On top of this possibly new and fascinating news it would be worth mentioning that the Federal Reserve Board doesn’t print most of the money they release into the market they just type a little bit on some keys and a few million dollars have been added unknown to almost no one but them. This concept is a testament to how fragile money can be and a prime example of this is Brazil about three decades ago when the people lost faith in their currency. The whole idea of currency is to have faith in an object that has been bestowed a value and otherwise would be nothing more than a cool trinket. Brazil got to the point where if you were making a good that took more than a few hours to make then you’d be losing vast amounts of money. But, their issue was fixed by reinstating a new currency and forcing people to trust it (more like tricks, but the people didn’t really have a choice whether they realized it or not). People began to believe in a currency and that currency stabilized and completely fixed the inflation issues that were caused by a lack of faith (catalysed is a better word because the construction of a palace is what started it).
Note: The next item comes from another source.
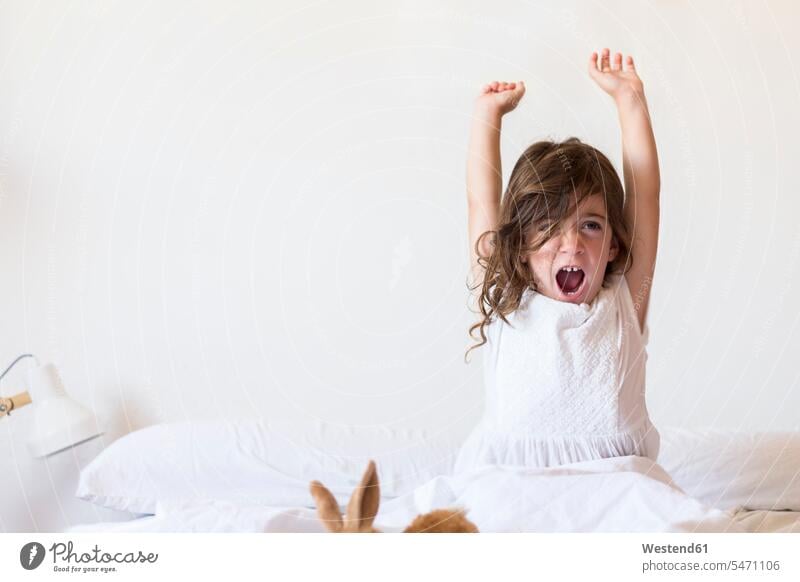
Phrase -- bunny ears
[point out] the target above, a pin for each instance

France in the early 1930’s had a significant amount of money invested in our economy and when the price of gold was about to change the best solution was to give france their gold as assurance for their investment, but doing that would take time and money so instead the bank labled that the gold belonging to france in their vault in the basement and France found no issue with it. As far as the french were concerned their gold reserves had just increased, and as far as the people in the United States were concerned they just lost a large amount of gold to France and led to distrust of the gold backing their dollar in the bank. Yet the only physical thing that indicated that the U.S. didn’t own the gold was the fact that it was put into a bin that said it belonged to France and a moral code that said we had no access to it and could not use it despite France never wanting to cross the ocean for it.  

From giant stone slabs on an island to the French gold in the banks vaults to the modern day keys on a FED employee’s keyboard, money has kept the same core functionality and mysticism since before the days of Yap and works all the same. We’ve also bared witness to the destruction of nations because of its fragile concept and we’ve seen others thrive off it, it’s a strange idea that helps drive our world’s even stranger people. 

References

Friedman, Milton. “The Island of Stone Money.” Diss. Hoover Institution, Stanford University , 1991.

Joffe-Walt, Chana . “How Fake Money Saved Brazil.” NPR.org. 4 Oct. 2010. 30 Jan. 2015. http://www.npr.org/blogs/money/2010/10/04/130329523/how-fake-money-saved-brazil/ 

“The Invention of Stone Money.” 423: The Invention of Stone Money. This Is American Life, WBEZ. Chicago . 7 Jan. 2011.